I can’t seem to shake the recent conversations I had with some kids. I have been reflecting on the incredible insights and perspectives that groups of middle school students shared with me recently during some focus groups I conducted. (See my June 10 post, Lean In and Listen.) Their candor regarding the instructional practices they experience has haunted me. They were pleading for change, and their pleas cause me to reflect on the very questions I posed in that post to classroom practitioners and education advocates.

- What are they telling us with comments like these?

- Are any of their concerns reflected in my instructional practices?

- What questions should we be asking to better understand where they are coming from?

- What actions should we take as the appropriate next step now that we are aware of how our students are feeling?


A byproduct of my reflection has been the re-visit of a fascinating book by Peter Sacks. It’s titled Standardized Minds - The High Price of America’s Testing Culture and What We Can Do to Change It. As the title suggests, Sacks is not a fan of standardized testing. That said, he thoughtfully outlines the history that the role high stakes testing has played in our country’s quest to find a formulaic method to assure that our educational systems are effective and are held accountable for the results those paying for them (taxpayers) expect.


In this book, Sacks examines the sorted applications that standardized tests have played as predictors of academic and vocational potential for success. Of note is his thorough exposure of the harmful effects that the over-use of these flawed assessment instruments has caused to individuals ,as well as the very systems, that they were intended to support. In a nutshell, Sacks offers a resounding argument that our national obsession with standardized, multiple choice (“multiple guess”) tests are simultaneously inaccurate, biased against certain groups of people and do not provide the evidence of accountability they promise. Do they satisfy the curious demands of our national system of meritocracy, the deliberate selection of people based on some evidence of their ability? We’ll explore this question next week. But for now, I want to keep this complicated argument about standardized testing squarely on the ground; focused on classrooms and the real effects they have on kids and on learning.


Anyone who has been following my education advocacy efforts knows that I am convinced that the questions of student engagement with their learning, and the degree to which they find the experience personally relevant, represent a missing link in our current system of public education. Sacks weighs in on this notion: “Test-heavy environments reinforce a certain disinterest among growing numbers of students in almost all things academic.” He goes on to suggest “too many kids hate school for all the reasons anybody would hate institutions that tend to be boring, unengaging, regimented, and run by adults saturated with the fear engendered by accountability politics. The adult’s test-driven classrooms exacerbate boredom, fear, and lethargy, promoting all manner of mechanical behaviors on the part of teachers, students, and schools, and bleed schoolchildren of their natural love of learning” (Gulp.)


Now let’s lay Sacks’ indictment next to those student pleas that not only haunt me, but affirm my ongoing arguments for a child-centered, relevant instructional experience that students find engaging. Kids told me, as recently as two weeks ago, that they needed to be taught in more engaging and interesting ways, that they didn’t always feel that they were being suitably challenged, and that their education experience frequently included instructional models that they found “boring.” (This was their word to describe their experience, not mine.)

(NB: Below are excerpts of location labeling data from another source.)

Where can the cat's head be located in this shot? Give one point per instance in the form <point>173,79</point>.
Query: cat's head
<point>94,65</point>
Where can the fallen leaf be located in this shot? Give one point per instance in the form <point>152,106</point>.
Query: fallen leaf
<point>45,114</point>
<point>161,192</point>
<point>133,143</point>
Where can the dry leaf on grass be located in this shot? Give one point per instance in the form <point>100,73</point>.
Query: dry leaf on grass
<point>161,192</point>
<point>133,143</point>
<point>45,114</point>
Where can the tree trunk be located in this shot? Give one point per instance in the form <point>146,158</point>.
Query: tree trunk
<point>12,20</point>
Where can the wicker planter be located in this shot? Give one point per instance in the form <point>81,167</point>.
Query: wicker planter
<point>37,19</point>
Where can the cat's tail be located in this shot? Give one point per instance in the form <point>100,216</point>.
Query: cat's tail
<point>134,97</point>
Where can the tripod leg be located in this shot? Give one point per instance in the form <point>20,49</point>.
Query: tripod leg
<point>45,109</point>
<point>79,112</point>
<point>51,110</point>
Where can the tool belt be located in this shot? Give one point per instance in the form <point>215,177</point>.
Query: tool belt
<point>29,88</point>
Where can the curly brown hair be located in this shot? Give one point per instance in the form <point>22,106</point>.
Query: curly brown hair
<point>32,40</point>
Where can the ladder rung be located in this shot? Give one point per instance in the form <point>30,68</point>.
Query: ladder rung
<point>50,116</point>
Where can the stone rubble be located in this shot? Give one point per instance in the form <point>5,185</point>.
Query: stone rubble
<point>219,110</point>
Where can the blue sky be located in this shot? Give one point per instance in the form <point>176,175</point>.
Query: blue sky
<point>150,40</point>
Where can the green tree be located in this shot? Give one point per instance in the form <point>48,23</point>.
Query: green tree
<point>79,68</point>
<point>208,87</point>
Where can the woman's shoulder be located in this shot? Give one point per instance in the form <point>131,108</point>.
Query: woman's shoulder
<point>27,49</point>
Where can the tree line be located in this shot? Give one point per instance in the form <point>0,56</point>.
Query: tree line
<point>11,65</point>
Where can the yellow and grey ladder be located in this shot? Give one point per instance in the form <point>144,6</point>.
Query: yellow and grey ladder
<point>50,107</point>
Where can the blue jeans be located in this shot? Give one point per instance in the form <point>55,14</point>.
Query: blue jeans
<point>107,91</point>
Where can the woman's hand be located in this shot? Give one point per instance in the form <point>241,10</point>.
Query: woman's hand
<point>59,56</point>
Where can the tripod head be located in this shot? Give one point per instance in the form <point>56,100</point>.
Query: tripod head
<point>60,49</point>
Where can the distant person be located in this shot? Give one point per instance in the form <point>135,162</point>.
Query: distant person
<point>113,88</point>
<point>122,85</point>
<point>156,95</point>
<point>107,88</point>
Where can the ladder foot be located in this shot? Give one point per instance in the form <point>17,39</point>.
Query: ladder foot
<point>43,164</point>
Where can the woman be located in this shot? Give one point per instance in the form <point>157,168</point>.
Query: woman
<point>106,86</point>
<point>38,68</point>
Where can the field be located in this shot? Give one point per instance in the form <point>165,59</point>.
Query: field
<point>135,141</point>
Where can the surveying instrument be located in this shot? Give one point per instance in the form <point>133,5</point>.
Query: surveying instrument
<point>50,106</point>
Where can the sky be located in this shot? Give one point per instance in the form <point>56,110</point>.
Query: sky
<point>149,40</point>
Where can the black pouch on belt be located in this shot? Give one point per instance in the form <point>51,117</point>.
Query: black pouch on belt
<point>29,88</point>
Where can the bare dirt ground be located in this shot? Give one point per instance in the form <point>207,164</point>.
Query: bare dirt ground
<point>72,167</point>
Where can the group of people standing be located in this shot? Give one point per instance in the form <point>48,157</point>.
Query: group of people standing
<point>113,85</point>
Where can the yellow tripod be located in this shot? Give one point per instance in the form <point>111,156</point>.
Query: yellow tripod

The anecdote that Peter Sacks advocates, along with scores of leading educational reformers, is a deliberate shift away from an obsession with standardized testing toward what are commonly termed “authentic” or “performance-based” assessments. He writes: “By putting context above abstractness, understanding over recollection, process over bottom line, and performing over filling in Number 2 pencil bubbles, teachers that have used these new [alternate] assessments have demonstrated an uncanny ability to engage students in learning, to instill a love of learning and a continuing desire to learn. For all its other merits, performance assessment may be the missing link to solving the engagement problem.”

I’m intentionally leaving the performance assessment discussion here, for now, with Sacks’ observations. We will engage in this discussion down the road. But, for now I want my readers to simply ruminate on his perspective in a deliberate comparison to the pleas of kids.


If you haven’t wondered about the title of this post by now, allow me to unveil it. Sacks’ book, Standardized Minds, was published in 1999. Twenty years ago! And now, two decades later, we continue to embrace systems that do not serve the instructional needs of our students, with only spotty applications of what educational experts and assessment gurus know to be the correct path. My question is . . . how much longer to kids need to wait?